Ex. example of columns to be stored
product_id, name, ... , user_id
Merge query:
existing_data.product_id = '{here_product_id}' AND new_data.product_id = existing_data.product_id AND existing_data.user_id = new_data.user_id
Saving code
merge_sql = f"""
MERGE INTO glue_catalog.default.{APACHE_ICEBERG_PREFIX}{target_path} existing_data
USING td new_data
ON existing_data.product_id = '{here_product_id}' AND new_data.product_id = existing_data.product_id AND existing_data.user_id = new_data.user_id
WHEN MATCHED THEN UPDATE SET *
WHEN NOT MATCHED THEN INSERT *
"""
spark.sql(merge_sql)
As a result i discovered that even using partitioning it took long to merge data.
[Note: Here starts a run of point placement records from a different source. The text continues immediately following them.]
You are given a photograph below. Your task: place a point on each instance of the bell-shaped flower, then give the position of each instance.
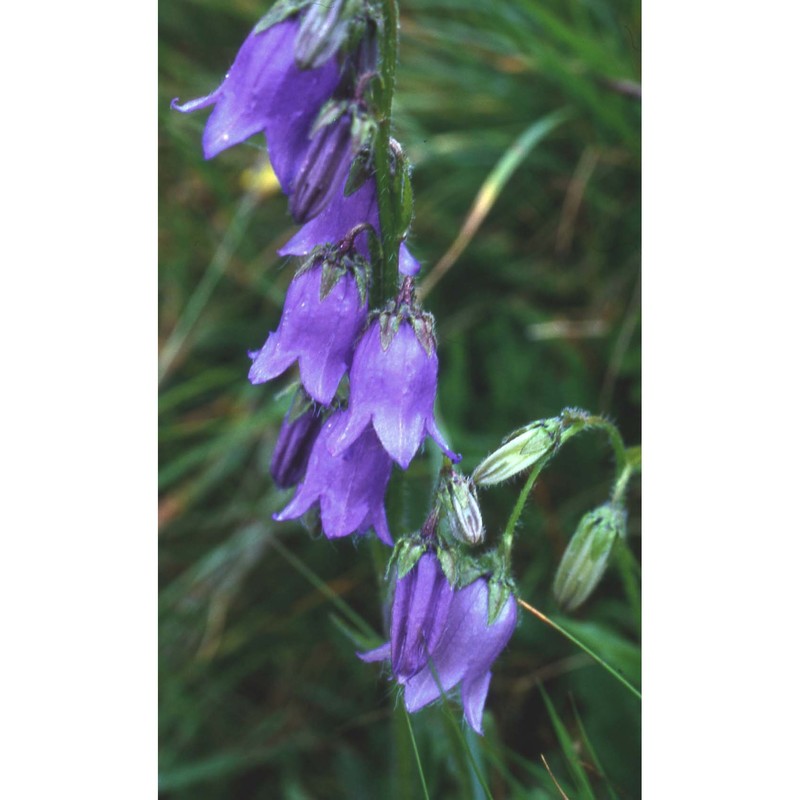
(340, 215)
(266, 92)
(324, 166)
(318, 328)
(350, 488)
(460, 644)
(295, 439)
(420, 608)
(393, 388)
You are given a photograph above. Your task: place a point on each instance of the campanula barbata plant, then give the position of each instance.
(316, 80)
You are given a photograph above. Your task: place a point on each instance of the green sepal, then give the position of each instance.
(423, 325)
(282, 10)
(332, 273)
(410, 552)
(362, 270)
(375, 247)
(551, 428)
(389, 325)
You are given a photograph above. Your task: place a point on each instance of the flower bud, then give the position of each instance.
(586, 556)
(458, 500)
(523, 448)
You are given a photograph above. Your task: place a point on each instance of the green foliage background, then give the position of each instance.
(261, 695)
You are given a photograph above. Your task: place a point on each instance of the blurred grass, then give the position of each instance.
(261, 694)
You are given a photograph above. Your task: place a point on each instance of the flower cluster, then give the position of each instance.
(300, 78)
(442, 638)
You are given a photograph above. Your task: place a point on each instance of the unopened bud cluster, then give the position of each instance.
(586, 557)
(524, 448)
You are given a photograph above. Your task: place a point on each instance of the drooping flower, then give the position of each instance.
(339, 217)
(393, 386)
(324, 311)
(349, 488)
(266, 92)
(419, 613)
(459, 643)
(323, 169)
(297, 435)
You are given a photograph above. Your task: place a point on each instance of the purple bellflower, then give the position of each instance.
(420, 609)
(349, 488)
(339, 217)
(265, 92)
(393, 385)
(325, 310)
(455, 634)
(323, 170)
(296, 438)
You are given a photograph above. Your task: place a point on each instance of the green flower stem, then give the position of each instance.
(508, 534)
(384, 276)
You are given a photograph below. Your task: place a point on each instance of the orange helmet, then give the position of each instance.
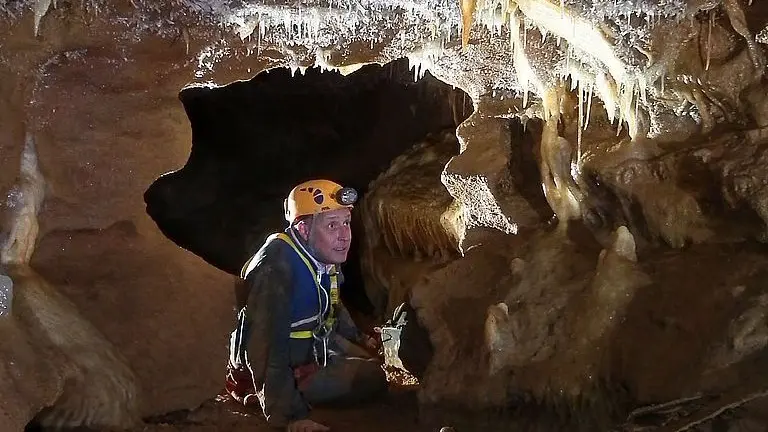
(317, 196)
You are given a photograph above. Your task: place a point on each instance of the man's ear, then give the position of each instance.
(303, 229)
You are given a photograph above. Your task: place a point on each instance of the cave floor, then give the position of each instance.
(395, 412)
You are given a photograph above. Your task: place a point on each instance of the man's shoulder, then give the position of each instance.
(273, 253)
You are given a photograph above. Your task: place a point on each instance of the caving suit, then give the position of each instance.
(294, 343)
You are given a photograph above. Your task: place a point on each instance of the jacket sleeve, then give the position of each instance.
(270, 289)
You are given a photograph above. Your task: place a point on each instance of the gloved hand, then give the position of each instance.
(306, 425)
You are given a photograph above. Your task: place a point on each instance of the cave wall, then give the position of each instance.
(95, 88)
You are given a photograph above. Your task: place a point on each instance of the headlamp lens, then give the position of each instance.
(346, 196)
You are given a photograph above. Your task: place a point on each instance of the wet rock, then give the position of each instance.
(747, 334)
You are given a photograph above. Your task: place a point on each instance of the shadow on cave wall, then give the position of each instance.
(252, 141)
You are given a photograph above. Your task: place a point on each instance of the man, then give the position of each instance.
(295, 344)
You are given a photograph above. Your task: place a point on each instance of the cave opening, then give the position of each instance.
(253, 140)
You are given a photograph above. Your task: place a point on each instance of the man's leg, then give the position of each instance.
(345, 380)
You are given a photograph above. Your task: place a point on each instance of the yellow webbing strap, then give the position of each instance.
(331, 320)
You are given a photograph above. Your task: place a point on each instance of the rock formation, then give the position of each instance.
(593, 241)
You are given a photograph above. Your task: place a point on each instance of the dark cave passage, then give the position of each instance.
(252, 141)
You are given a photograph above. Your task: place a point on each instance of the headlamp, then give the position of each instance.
(346, 196)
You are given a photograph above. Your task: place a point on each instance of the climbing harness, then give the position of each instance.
(322, 331)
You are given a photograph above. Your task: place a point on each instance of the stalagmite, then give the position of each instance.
(739, 23)
(41, 8)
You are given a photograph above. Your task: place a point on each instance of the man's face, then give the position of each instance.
(329, 236)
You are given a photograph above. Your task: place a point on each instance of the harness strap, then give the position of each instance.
(334, 301)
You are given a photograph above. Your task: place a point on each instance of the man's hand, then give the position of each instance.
(306, 425)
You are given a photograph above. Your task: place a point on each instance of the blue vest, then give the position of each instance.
(314, 297)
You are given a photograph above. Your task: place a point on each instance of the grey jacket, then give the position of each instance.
(270, 352)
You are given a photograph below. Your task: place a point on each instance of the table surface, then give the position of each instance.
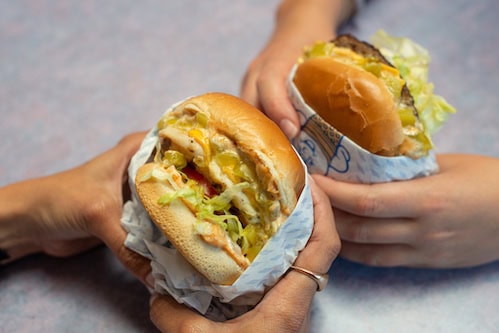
(77, 76)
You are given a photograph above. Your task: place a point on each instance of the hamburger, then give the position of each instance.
(352, 86)
(221, 181)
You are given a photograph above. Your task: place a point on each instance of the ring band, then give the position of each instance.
(320, 279)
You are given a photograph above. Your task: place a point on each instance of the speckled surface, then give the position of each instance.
(77, 76)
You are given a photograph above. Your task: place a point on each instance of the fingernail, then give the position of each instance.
(150, 282)
(289, 128)
(4, 255)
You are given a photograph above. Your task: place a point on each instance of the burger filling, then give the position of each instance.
(392, 79)
(238, 198)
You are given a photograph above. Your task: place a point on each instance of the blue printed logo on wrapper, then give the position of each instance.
(327, 151)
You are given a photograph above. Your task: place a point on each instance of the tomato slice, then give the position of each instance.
(193, 174)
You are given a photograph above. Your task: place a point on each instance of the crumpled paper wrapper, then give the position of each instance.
(175, 276)
(328, 152)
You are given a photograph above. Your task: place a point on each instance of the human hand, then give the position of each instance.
(285, 307)
(72, 211)
(264, 83)
(447, 220)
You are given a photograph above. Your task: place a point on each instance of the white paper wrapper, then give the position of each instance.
(326, 151)
(174, 275)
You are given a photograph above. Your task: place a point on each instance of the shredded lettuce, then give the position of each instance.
(412, 61)
(216, 210)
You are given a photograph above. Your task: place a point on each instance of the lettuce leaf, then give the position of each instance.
(412, 61)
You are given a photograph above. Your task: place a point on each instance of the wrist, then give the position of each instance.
(17, 221)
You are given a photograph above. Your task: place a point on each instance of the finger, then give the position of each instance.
(276, 104)
(359, 229)
(324, 243)
(248, 89)
(393, 199)
(170, 316)
(289, 301)
(67, 248)
(380, 255)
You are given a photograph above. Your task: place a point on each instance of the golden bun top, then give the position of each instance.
(257, 137)
(353, 101)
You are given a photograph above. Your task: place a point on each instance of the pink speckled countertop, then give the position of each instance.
(77, 76)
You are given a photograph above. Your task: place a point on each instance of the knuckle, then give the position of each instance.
(368, 204)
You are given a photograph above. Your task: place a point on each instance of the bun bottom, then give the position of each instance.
(177, 222)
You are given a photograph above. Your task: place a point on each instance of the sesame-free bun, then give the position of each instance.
(353, 101)
(241, 128)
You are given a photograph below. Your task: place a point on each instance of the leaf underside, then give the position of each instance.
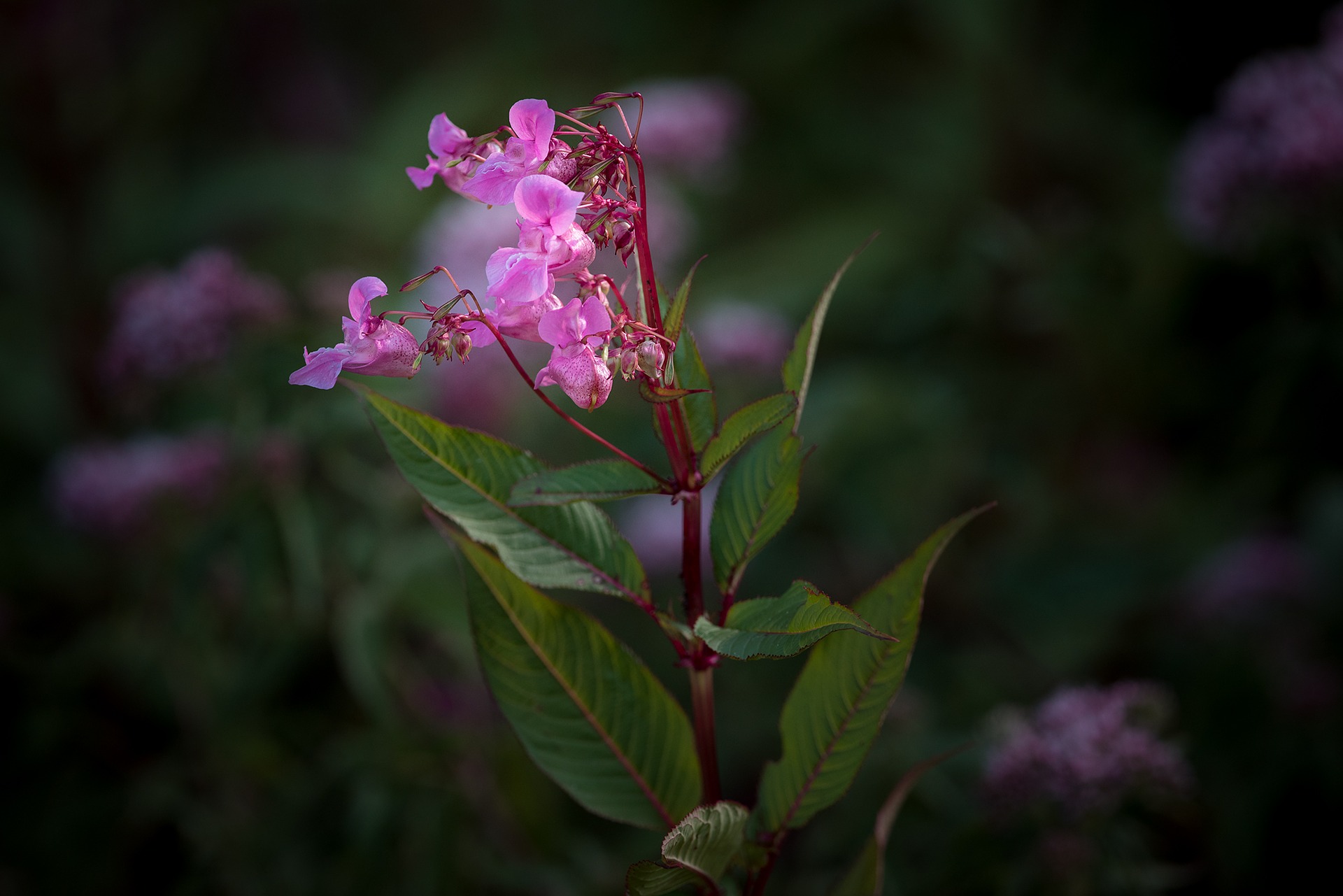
(702, 408)
(469, 476)
(782, 626)
(758, 496)
(836, 707)
(801, 360)
(588, 712)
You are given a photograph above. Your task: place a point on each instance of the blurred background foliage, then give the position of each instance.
(267, 685)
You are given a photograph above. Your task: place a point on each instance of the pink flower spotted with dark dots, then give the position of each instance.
(112, 488)
(169, 321)
(1084, 751)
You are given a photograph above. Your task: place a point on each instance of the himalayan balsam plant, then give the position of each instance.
(588, 712)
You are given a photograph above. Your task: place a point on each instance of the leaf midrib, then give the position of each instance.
(830, 746)
(583, 709)
(509, 511)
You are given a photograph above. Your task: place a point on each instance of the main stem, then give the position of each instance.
(672, 422)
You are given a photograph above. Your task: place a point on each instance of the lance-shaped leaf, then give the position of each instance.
(702, 408)
(865, 876)
(468, 476)
(782, 626)
(759, 493)
(655, 394)
(676, 315)
(703, 844)
(836, 707)
(797, 367)
(592, 481)
(588, 712)
(741, 426)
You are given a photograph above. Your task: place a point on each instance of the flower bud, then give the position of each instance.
(652, 357)
(560, 166)
(461, 341)
(629, 360)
For concurrent executions per different product_id
time is increasing.
Ex.
Jobs running | Exported rows of data | Execution times [s] |
---|---|---|
1 | 5k | 395 |
4 | 5k | 450, 420, 423, 452 |
8 | 5k | 630, 628, 672, 677, 695, 613, 631, 641 |
1 | 10k | 432 |
4 | 10k | 628, 508, 597, 619 |
8 | 10k | 840, 861, 809, 846, 882, 876, 887, 861 |
I have tried also Delta table
format with same problem. Merge time increase a lot when there are parallel executions on same table , but different product_id
Is it possible to speedup merge time for one job execution (395[s] seems to be pretty long for 5k rows merge)? Is it possible to speedup merge time for parallel executions using different product_id
? For now it’s look that aws glue jobs lock/wait for each other during merge operation.